Robert Blair, Trump’s special representative for international telecommunications policy, spoke of “the importance of a safe and reliable next generation telecommunications infrastructure” and the defense partnership between the United States and Canada, said l Embassy of the United States in a press release.
Speaking before the meeting, two U.S. sources said Blair plans to point out that a Canadian decision to include Huawei could jeopardize its access to U.S. intelligence services.
The White House has accused Huawei of being able to spy on its customers and maintain close ties to the Chinese government, allegations denied by Huawei.
Washington’s campaign to outsmart the leading producer of telecommunications equipment was struck by Britain’s plans to give Huawei a limited role in its next generation wireless network.
One of the cabinet members who will decide the fate of Huawei 5G equipment in Canada, Public Safety Minister Bill Blair told lawmakers on Monday that “there is a very robust and important discussion between us and our allies “about Huawei.

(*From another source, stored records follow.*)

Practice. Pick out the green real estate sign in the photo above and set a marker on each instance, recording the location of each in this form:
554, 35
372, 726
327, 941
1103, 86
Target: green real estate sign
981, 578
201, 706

Ottawa sources directly aware of government deliberations say a decision is still several months away.
A spokesperson for Canadian Deputy Prime Minister Chrystia Freeland said Monday’s meeting “was part of regular and ongoing conversations with the United States regarding national security and continental telecommunications”.
Innovation Minister Navdeep Bains, who will also have a say in the Ottawa decision, told Canadian Broadcasting Corp on Friday that Canada “will not be intimidated by any other jurisdiction” about the decision. .
When asked if he was referring to the Trump administration, he replied “maybe it was the wrong choice of words … we will not be influenced by other jurisdictions”.